Jury

  • Prof. Yoann OLIVIER (UNamur), President
  • Prof. Luc HENRARD (UNamur), Secretary
  • Prof. Ken HAENEN (UHasselt)
  • Prof. Danny VANPOUCKE (UHasselt)
  • Prof. Paulius POBEDINSKAS (UHasselt)
  • Prof. Rozita ROUZBAHANI (UHasselt)
  • Prof. Audrey VALENTIN (Université Sorbonne Paris-Nord)
  • Prof. Anke KRÜGER (Universität Stuttgart)
  • Dr Michael SLUYDTS (ePotentia)

Résumé

Radical attack and recombination are thought to play an important role in the atomic-scale mechanisms driving the growth of diamond. Unfortunately, accurate ab-initio calculations of the growth mechanisms are scarce. This work presents an analysis of growth-related reactions, including the ones involving hydrogen and methyl radicals, on (100), (111) and (113) H-passivated diamond surface. The reactions investigated here include the migrations of different species. The reactions between the intermediate growth steps of the nucleation (including some etching mechanisms) are characterised through their reaction rate coefficients.

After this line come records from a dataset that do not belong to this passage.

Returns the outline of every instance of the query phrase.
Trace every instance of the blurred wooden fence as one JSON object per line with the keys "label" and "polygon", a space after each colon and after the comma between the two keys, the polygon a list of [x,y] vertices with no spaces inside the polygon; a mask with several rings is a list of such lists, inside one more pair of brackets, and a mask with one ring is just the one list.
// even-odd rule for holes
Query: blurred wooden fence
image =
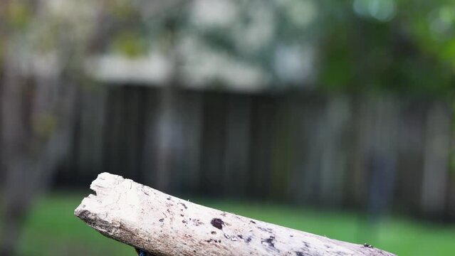
{"label": "blurred wooden fence", "polygon": [[[80,99],[58,184],[104,171],[156,186],[159,89]],[[168,187],[455,218],[452,111],[442,100],[179,90]]]}

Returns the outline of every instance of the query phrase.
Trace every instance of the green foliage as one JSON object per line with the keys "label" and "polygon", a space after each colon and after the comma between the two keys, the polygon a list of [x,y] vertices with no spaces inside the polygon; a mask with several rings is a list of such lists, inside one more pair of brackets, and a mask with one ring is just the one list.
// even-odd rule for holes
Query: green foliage
{"label": "green foliage", "polygon": [[[319,74],[323,88],[424,95],[454,91],[453,3],[338,2],[342,5],[341,14],[324,9]],[[382,18],[382,11],[392,7],[390,17]]]}
{"label": "green foliage", "polygon": [[134,31],[121,31],[110,43],[110,51],[130,58],[143,55],[147,50],[148,45],[143,36]]}

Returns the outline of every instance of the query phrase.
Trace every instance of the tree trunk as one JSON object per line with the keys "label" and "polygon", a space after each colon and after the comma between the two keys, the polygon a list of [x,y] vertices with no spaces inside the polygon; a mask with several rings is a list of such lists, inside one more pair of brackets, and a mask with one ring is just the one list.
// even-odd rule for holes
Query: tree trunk
{"label": "tree trunk", "polygon": [[209,208],[103,173],[75,215],[103,235],[160,255],[392,255]]}

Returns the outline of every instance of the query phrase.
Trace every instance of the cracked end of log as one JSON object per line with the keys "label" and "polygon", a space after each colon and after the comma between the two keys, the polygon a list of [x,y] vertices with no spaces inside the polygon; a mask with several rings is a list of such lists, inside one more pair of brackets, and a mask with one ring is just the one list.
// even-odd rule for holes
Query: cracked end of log
{"label": "cracked end of log", "polygon": [[100,174],[75,215],[103,235],[155,255],[393,255],[212,209]]}

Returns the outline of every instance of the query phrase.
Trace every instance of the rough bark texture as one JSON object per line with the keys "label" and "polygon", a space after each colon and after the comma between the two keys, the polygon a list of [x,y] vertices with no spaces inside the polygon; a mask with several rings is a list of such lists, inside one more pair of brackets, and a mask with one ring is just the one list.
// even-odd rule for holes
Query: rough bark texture
{"label": "rough bark texture", "polygon": [[157,256],[393,255],[209,208],[103,173],[75,215],[103,235]]}

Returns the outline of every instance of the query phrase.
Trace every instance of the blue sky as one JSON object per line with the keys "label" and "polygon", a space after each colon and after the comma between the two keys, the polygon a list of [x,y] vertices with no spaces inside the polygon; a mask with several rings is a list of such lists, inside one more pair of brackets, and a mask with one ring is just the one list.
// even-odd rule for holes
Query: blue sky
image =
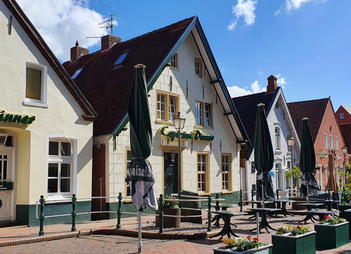
{"label": "blue sky", "polygon": [[[35,19],[34,9],[25,7],[26,2],[32,2],[19,1],[25,11],[28,11],[31,20],[31,15]],[[44,8],[42,2],[37,2],[42,9]],[[253,89],[254,92],[262,91],[266,85],[267,77],[273,74],[279,75],[278,81],[285,87],[288,102],[330,96],[336,111],[340,104],[351,105],[349,92],[351,88],[351,1],[91,0],[66,4],[67,9],[75,5],[90,12],[87,11],[85,15],[82,11],[79,16],[82,17],[80,20],[84,21],[82,23],[88,24],[85,26],[88,26],[84,32],[87,36],[93,36],[97,32],[100,36],[96,29],[101,29],[94,24],[95,20],[108,17],[107,11],[116,14],[124,22],[118,22],[114,35],[123,40],[197,15],[232,94],[252,92]],[[70,21],[67,17],[66,24],[78,24],[77,15],[70,18]],[[41,30],[44,25],[40,20],[33,23],[45,33],[46,28]],[[236,26],[230,30],[228,26],[232,21]],[[82,30],[86,27],[69,35],[62,34],[59,29],[64,24],[52,25],[58,27],[54,28],[58,28],[58,33],[63,34],[61,37],[67,36],[64,40],[69,43],[63,42],[55,47],[61,49],[54,51],[61,61],[68,60],[69,48],[77,39],[81,46],[89,46],[91,52],[100,49],[99,42],[90,39],[87,42],[82,39]],[[84,24],[77,27],[82,27]],[[55,29],[46,28],[48,34],[44,37],[50,41],[50,33]]]}

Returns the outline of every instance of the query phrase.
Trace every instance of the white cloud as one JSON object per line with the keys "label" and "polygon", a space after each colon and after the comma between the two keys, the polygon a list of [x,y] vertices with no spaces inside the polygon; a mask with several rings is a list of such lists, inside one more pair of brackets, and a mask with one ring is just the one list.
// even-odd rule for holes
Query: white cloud
{"label": "white cloud", "polygon": [[[69,49],[78,40],[81,47],[98,44],[94,39],[87,41],[87,36],[100,37],[106,34],[98,25],[108,19],[90,9],[87,0],[17,0],[40,34],[62,61],[70,59]],[[117,25],[116,22],[115,25]]]}
{"label": "white cloud", "polygon": [[259,84],[257,80],[251,84],[251,90],[247,90],[247,86],[245,86],[245,88],[244,89],[239,87],[237,86],[234,86],[229,87],[227,88],[229,91],[229,93],[232,98],[260,93],[261,92],[265,92],[267,91],[267,87],[265,86],[263,87],[261,87],[261,84]]}
{"label": "white cloud", "polygon": [[232,6],[232,12],[235,16],[235,19],[232,20],[227,26],[228,30],[234,30],[236,27],[238,21],[240,17],[244,18],[244,22],[247,26],[251,26],[255,22],[256,15],[254,11],[257,1],[252,0],[237,0],[238,3],[235,6]]}

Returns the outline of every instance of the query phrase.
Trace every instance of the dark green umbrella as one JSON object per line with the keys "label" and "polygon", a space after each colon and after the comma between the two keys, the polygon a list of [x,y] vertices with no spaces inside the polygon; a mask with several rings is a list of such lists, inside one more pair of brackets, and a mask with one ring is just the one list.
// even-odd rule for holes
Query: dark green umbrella
{"label": "dark green umbrella", "polygon": [[319,194],[320,190],[318,183],[313,175],[316,167],[316,155],[314,146],[311,133],[308,118],[303,119],[302,140],[301,141],[301,153],[300,158],[300,169],[301,175],[301,193],[307,197],[307,202],[309,201],[308,196],[311,192],[314,196]]}
{"label": "dark green umbrella", "polygon": [[[265,194],[271,200],[274,200],[274,191],[272,178],[269,174],[273,167],[274,154],[271,139],[267,117],[264,110],[264,104],[257,106],[255,128],[254,152],[255,167],[257,171],[256,190],[258,199],[262,200],[262,207],[264,207],[264,198],[262,198],[262,188],[264,186]],[[265,196],[265,195],[264,195]]]}

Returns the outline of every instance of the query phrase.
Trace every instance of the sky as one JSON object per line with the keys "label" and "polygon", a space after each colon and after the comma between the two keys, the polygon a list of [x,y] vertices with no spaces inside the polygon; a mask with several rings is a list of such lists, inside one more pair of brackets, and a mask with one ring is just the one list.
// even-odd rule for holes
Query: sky
{"label": "sky", "polygon": [[197,15],[232,97],[265,91],[278,78],[287,101],[331,96],[351,105],[351,1],[348,0],[18,0],[60,61],[78,40],[90,52],[120,20],[125,41]]}

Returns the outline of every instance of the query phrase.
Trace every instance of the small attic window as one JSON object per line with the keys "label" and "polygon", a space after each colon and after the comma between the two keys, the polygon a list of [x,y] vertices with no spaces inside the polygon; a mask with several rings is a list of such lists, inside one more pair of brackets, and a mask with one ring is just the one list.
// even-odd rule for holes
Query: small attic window
{"label": "small attic window", "polygon": [[[83,67],[83,68],[84,67]],[[74,79],[78,76],[78,75],[79,75],[79,73],[80,73],[80,72],[82,71],[82,70],[83,70],[83,68],[79,69],[75,71],[73,74],[72,75],[72,79]]]}
{"label": "small attic window", "polygon": [[119,64],[120,64],[123,63],[128,54],[128,52],[122,53],[122,54],[118,57],[118,58],[116,60],[116,61],[114,62],[113,65],[118,65]]}

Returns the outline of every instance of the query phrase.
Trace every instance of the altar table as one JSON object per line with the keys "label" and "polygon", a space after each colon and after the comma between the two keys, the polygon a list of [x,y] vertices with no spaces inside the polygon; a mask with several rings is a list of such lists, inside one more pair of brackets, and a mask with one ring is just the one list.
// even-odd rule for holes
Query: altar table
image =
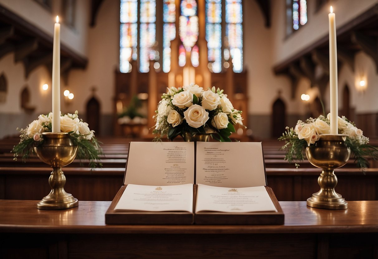
{"label": "altar table", "polygon": [[38,201],[0,200],[0,257],[378,258],[378,201],[340,210],[280,202],[276,225],[107,225],[110,202],[49,211]]}

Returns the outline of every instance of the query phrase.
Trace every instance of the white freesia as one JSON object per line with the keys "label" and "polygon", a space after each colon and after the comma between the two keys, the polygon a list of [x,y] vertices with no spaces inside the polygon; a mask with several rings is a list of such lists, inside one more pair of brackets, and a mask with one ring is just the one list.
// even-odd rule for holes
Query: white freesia
{"label": "white freesia", "polygon": [[176,111],[172,110],[167,117],[167,122],[174,128],[183,122],[183,118]]}
{"label": "white freesia", "polygon": [[330,131],[330,125],[323,120],[319,118],[315,121],[315,126],[318,134],[327,134]]}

The (climbing) nudged elastic band method is used to identify the minimum energy path of the reactions, which reveals either a tight or a loose transition state depending on the presence or absence of an energy barrier.  Following the determination of the energy profile a given reaction, the vibrational spectra of its reactants, products and transition state is computed to derive its reaction rate coefficient by means of (variational) transition state theory calculations. These temperature- and pressure-dependent reaction rate coefficient have great potential: using multi-scale methods (e.g. kinetic Monte-Carlo), they provide insights into the best conditions to grow single crystal diamond. Temperature, pressure and radical densities in the reactor influence both the rate and quality of the growth, and the versatility of the results presented herein allows to account for these factors. The approach used in this work can be generalised to any crystallographic orientation of diamond, and even to other semiconductor surfaces.